Meat industry leaders, meanwhile, held talks with the government this week to discuss the option of businesses’ employing prisoners and ex-inmates to help plug labor shortages.
The Association of Independent Meat Suppliers told the BBC that the industry currently had about 14,000 job vacancies and that with COVID-19, Brexit, and a lack of interest in meatpacking and truck driving jobs, a “recruitment crisis” loomed on the horizon.
Government pushback
As the number of businesses suffering from the pandemic mounts, industry groups are putting pressure on the government to make changes to the system.
In a letter to U.K. Business Secretary Kwasi Kwarteng, the British Retail Consortium (BRC) and freight trade group Logistics UK warned that consumers will suffer unless the government intervenes, and the British Poultry Council warned the government in a letter to Home Secretary Priti Patel that staff shortages would result in chicken producers cutting weekly supply by up to 10%.
In the face of pressure, the government has stood by its points-based immigration system. A government spokesperson told Fortune it “works in the interests of the U.K. by prioritizing the skills we already have in the U.K. while attracting the talent our economy needs to grow.”
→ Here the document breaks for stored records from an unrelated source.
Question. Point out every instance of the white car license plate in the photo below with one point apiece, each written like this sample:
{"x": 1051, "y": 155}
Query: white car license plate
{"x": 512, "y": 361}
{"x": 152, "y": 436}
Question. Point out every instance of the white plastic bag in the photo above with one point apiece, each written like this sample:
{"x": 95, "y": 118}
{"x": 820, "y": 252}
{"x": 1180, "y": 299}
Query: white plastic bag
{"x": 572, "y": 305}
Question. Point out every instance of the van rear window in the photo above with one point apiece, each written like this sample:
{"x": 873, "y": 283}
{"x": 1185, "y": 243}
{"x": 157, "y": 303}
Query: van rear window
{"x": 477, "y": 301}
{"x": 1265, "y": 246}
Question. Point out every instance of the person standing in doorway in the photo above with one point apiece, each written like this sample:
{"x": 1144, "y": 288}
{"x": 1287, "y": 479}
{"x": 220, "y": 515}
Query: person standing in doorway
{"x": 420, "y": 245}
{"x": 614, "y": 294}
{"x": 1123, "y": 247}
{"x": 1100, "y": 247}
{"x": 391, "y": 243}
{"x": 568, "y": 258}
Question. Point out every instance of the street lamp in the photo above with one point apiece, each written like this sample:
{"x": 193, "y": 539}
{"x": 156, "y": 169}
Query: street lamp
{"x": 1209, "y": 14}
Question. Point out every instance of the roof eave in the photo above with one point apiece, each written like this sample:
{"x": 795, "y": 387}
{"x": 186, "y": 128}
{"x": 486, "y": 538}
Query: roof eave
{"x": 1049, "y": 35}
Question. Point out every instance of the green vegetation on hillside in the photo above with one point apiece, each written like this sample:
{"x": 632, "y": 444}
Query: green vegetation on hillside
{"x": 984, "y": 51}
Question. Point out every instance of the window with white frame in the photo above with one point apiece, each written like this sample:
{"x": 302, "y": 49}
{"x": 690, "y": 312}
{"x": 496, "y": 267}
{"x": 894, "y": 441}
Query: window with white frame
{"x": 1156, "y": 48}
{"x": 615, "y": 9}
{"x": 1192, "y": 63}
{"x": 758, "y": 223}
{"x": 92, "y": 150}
“The British people voted for us to end free movement and take back control of our immigration system, and that is exactly what we have delivered,” the spokesperson said, adding that the government had “well-established ways” of working with the food sector to ensure businesses have the labor they need.
The spokesperson suggested that the sectors impacted had been “over-reliant on migrant workers for many years,” and that businesses should be making jobs more attractive to U.K. workers with better training, better career pathways, and higher salaries.
The government spokesperson added that Prime Minister Johnson’s administration had brought in a package of measures to tackle the heavy goods vehicle (HGV) driver shortage, with plans to streamline the process for new drivers to gain their HGV license and to increase the number of tests that can be conducted. The government has temporarily relaxed driver-hours rules as well to allow for slightly longer journeys.
For now, it seems U.K. consumers will simply have to endure shortages or find creative ways around them—such as by making their own milkshakes. A McDonald’s spokeswoman told Fortune that the chain did not have news on when the rich, creamy drinks would return.